Now let us take two trials of this game step by step, using your same method. The starting picture is the same in both trials, the ear of corn. Each tile is in the same location on the grid.
In the first trial, we use both sets of rules, the dark-bright rule on odd moves and the yellow-blue rule on even moves.
1. Collect the tile information, including position of each tile, its brightness, and its hue. Call this list A.
2. Perform a calculation of the game for both sets of rules on it in your imagination for a given number of game moves. Call this list B.
3. Perform the same number of game moves using both set of rules by moving and flipping tiles with your finger on the grid. This is list C.
4. Compare list C and B.
You should get the same result on C and B.
1. Collect part of the tile information, including position of each tile, its brightness, but NOT its hue. Call this list D.
2. Perform a calculation of the game rules for the dark-bright game ONLY in your imagination for a given number of game moves. You are performing the odd numbered moves only. Call this list E.
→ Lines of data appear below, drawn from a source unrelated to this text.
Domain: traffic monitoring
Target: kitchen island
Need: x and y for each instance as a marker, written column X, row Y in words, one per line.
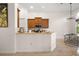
column 35, row 42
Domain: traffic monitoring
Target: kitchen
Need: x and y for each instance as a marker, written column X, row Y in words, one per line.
column 33, row 34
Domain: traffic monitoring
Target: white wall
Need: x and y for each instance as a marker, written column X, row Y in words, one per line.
column 57, row 21
column 7, row 35
column 23, row 17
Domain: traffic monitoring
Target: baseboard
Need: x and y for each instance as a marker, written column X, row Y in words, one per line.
column 7, row 52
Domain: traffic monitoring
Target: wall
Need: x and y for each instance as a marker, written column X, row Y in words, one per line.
column 57, row 21
column 23, row 17
column 7, row 35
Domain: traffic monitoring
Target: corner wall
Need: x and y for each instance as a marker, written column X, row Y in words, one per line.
column 7, row 35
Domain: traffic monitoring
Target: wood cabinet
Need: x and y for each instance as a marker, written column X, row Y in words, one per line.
column 38, row 21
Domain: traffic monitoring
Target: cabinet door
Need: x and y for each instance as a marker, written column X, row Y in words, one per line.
column 45, row 23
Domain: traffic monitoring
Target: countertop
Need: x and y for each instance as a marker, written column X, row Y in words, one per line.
column 34, row 33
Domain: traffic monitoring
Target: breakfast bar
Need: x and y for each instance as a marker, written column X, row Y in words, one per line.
column 35, row 42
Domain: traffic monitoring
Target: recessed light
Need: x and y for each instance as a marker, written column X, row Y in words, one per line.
column 31, row 7
column 43, row 6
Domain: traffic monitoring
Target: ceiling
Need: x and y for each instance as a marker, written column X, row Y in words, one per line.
column 49, row 7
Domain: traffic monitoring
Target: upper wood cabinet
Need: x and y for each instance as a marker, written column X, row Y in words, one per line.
column 38, row 21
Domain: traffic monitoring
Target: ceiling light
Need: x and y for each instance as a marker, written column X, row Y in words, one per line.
column 43, row 6
column 31, row 7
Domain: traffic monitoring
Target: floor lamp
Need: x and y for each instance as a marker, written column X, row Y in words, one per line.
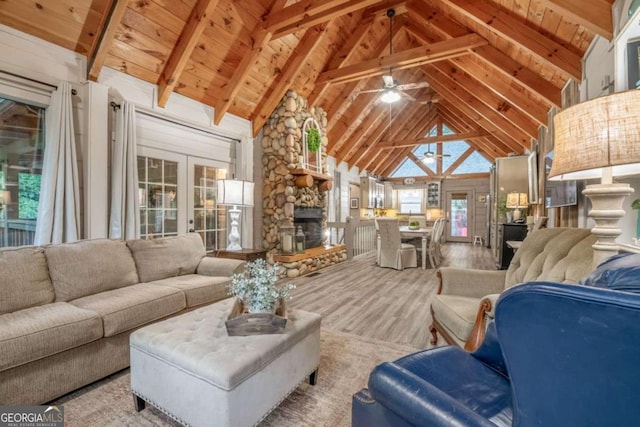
column 600, row 138
column 235, row 193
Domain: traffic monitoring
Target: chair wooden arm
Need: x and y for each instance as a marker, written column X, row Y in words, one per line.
column 479, row 326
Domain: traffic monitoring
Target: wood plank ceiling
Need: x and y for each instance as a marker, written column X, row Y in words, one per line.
column 494, row 67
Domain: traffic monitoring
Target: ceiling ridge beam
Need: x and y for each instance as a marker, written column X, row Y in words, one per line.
column 191, row 32
column 365, row 144
column 518, row 139
column 508, row 68
column 260, row 38
column 303, row 50
column 108, row 35
column 486, row 14
column 595, row 17
column 307, row 13
column 341, row 57
column 415, row 57
column 433, row 139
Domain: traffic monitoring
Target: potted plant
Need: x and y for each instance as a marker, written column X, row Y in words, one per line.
column 313, row 140
column 256, row 287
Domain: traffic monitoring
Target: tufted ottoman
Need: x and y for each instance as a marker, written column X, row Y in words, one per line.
column 189, row 368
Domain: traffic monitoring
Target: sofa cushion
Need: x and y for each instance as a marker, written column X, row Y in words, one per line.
column 198, row 289
column 168, row 257
column 38, row 332
column 24, row 281
column 457, row 313
column 127, row 308
column 88, row 267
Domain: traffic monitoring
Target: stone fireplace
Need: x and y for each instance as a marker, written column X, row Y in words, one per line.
column 310, row 220
column 291, row 193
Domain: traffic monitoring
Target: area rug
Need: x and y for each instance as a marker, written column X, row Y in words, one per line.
column 345, row 363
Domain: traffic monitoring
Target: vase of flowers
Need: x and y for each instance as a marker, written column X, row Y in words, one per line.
column 256, row 287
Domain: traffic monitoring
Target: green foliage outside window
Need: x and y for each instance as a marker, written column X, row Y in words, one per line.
column 29, row 190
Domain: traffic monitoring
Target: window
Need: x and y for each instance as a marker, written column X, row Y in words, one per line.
column 411, row 200
column 21, row 154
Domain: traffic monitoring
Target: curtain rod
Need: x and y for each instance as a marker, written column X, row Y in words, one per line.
column 73, row 91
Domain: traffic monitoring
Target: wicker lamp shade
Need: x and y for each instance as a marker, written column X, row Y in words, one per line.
column 603, row 132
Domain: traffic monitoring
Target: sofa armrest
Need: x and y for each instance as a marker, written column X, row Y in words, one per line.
column 417, row 401
column 470, row 282
column 485, row 314
column 226, row 267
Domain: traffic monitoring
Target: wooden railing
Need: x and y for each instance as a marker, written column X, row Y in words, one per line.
column 360, row 237
column 17, row 233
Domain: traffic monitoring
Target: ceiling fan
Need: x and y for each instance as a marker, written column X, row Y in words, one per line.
column 391, row 90
column 430, row 157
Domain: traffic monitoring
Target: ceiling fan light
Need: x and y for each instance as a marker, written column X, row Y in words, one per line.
column 390, row 96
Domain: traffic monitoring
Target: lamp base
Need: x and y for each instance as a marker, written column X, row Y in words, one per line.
column 606, row 211
column 234, row 234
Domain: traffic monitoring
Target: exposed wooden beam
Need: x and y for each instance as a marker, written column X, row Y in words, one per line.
column 596, row 16
column 514, row 30
column 494, row 123
column 420, row 164
column 344, row 100
column 260, row 39
column 432, row 140
column 342, row 56
column 307, row 13
column 406, row 59
column 503, row 66
column 183, row 49
column 95, row 63
column 303, row 51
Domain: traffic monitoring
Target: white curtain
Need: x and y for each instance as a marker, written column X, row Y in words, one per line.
column 124, row 222
column 59, row 206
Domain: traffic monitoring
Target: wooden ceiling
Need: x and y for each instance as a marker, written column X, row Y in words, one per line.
column 494, row 67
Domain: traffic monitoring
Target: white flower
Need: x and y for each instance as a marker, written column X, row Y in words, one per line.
column 256, row 286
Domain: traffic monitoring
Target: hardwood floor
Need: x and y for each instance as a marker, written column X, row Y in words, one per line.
column 361, row 298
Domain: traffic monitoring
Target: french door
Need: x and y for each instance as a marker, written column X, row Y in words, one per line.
column 177, row 194
column 460, row 216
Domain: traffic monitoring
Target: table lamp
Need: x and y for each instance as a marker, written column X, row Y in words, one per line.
column 236, row 193
column 600, row 138
column 517, row 201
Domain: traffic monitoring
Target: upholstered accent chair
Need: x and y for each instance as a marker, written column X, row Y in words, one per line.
column 392, row 252
column 466, row 298
column 556, row 355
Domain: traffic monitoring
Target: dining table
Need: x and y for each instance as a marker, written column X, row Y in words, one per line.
column 424, row 233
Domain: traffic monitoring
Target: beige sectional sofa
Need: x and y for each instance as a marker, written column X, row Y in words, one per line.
column 66, row 311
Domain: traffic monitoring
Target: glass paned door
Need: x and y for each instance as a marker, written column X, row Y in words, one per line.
column 460, row 216
column 207, row 217
column 161, row 191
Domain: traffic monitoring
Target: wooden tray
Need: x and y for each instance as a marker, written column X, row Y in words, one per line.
column 242, row 323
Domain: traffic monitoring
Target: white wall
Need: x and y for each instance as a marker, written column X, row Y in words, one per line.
column 348, row 175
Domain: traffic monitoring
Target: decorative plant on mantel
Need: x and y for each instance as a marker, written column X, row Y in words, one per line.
column 313, row 140
column 256, row 287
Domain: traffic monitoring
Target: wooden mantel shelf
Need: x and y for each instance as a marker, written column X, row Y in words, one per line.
column 316, row 175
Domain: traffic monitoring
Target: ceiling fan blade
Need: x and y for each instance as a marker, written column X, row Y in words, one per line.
column 406, row 95
column 409, row 86
column 388, row 81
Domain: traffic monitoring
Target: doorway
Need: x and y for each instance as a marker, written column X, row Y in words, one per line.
column 460, row 216
column 177, row 194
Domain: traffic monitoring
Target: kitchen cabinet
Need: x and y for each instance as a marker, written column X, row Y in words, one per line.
column 433, row 195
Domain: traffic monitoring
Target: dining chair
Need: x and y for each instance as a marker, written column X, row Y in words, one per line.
column 392, row 252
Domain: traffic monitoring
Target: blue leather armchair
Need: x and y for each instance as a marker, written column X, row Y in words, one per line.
column 556, row 355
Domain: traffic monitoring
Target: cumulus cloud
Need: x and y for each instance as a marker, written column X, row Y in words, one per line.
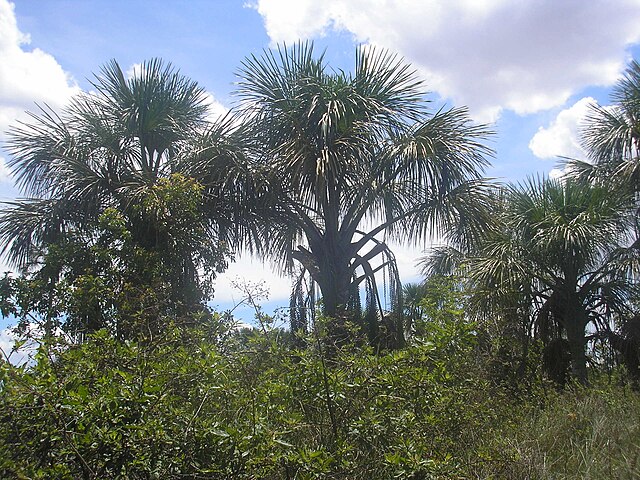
column 26, row 76
column 525, row 56
column 216, row 109
column 562, row 137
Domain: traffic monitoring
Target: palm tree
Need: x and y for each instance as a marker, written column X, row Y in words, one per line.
column 558, row 253
column 611, row 135
column 342, row 159
column 122, row 146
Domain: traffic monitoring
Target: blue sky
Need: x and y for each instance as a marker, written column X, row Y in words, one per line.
column 529, row 67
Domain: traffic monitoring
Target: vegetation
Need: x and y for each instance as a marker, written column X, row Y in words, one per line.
column 517, row 357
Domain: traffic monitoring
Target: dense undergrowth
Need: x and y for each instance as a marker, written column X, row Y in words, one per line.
column 221, row 404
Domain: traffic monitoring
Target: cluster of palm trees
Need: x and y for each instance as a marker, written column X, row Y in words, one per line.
column 562, row 255
column 312, row 168
column 315, row 169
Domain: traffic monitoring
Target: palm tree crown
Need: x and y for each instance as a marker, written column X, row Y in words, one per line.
column 343, row 157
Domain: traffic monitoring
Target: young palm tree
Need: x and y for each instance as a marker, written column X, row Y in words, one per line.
column 344, row 158
column 558, row 252
column 120, row 146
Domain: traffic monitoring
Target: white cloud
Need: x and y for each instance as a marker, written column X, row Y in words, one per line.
column 525, row 56
column 250, row 270
column 5, row 175
column 19, row 356
column 562, row 137
column 26, row 76
column 216, row 109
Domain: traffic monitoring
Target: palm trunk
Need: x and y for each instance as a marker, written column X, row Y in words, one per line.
column 577, row 344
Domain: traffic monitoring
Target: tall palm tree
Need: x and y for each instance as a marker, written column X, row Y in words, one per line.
column 345, row 158
column 121, row 146
column 611, row 135
column 558, row 252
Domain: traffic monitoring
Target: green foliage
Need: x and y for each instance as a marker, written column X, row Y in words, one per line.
column 102, row 278
column 187, row 405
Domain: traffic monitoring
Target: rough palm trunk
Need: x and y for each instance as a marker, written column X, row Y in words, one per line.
column 575, row 328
3. Perform the same number of game moves using BOTH set of rules by moving and flipping tiles with your finger on the grid. You are performing both odd and even numbered moves. This is list F
4. Compare list E and F.
You cannot get the same result on E and F, except by odd coincidence.
Now, let us further suppose we are talking to an oddball character who is, or pretends to be, colorblind, such that when you point out to him that tiles have yellow or blue color, he insists that yellow and blue can be deduced from the shades of gray of the brightness of the tile. He says blue is a shade of gray. He says there is not two variables, but only one.
He asks you persistently to run the trials of the game, all the while insisting that the first trial MUST be the same as the second trial, because brightness is the same as color. He insists that there are not two variables to the tiles, grayness and greenness, but only one, grayness.
When you ask him why he thinks so, he does not answer, but merely repeats the assertion.
He talks to you for three years, and in that time, you cannot get him to admit that yellow and blue and green exist at all. He says it is all gray, and that only gray is real.
Is my analogy too deep for you? You are the colorblind oddball. The yellow-green-blue variable of the tile is the mental information. The dark-gray-white variable of the tile is the physical information.
Your thought experiment asks me to collect all the ‘information’ about Shakespeare without telling me whether or not I am collecting information about the color variable, mind information, or not. If I am not collecting that information, then no, obviously no, physical mechanics will not predict his bodily motions. If the information includes the color variable, and if my mechanics somehow also contains rules for predicting future mental states from past mental states, then yes obviously yes, the mental-physical combined mechanics will predict his bodily motions.
So do not give me any nonsense about merely writing up columns of numbers, asking me not to anticipate your argument. Your question as it stands makes no sense, because you are not saying what the numbers represent. You are not saying if the atomic information includes mental information. You are not saying whether the classical mechanics can predict mental states as well as physical states.
Because you cannot and will not control your variables, because you cannot and will not ask an unambiguous question, the only answer that can be given is a conditional. Namely: IF panphysicalism is a correct model of the universe, THEN all information, mental and physical, is inside your numbers and all future states, mental and physical, could be predicted from a sufficiently accurate model of the universe. But IF not THEN not.
You are not controlling your variables. You are not defining your terms.
Your thought experiment about writing up columns of numbers means exactly nothing because you are once again making a circular argument, assuming what you what to prove.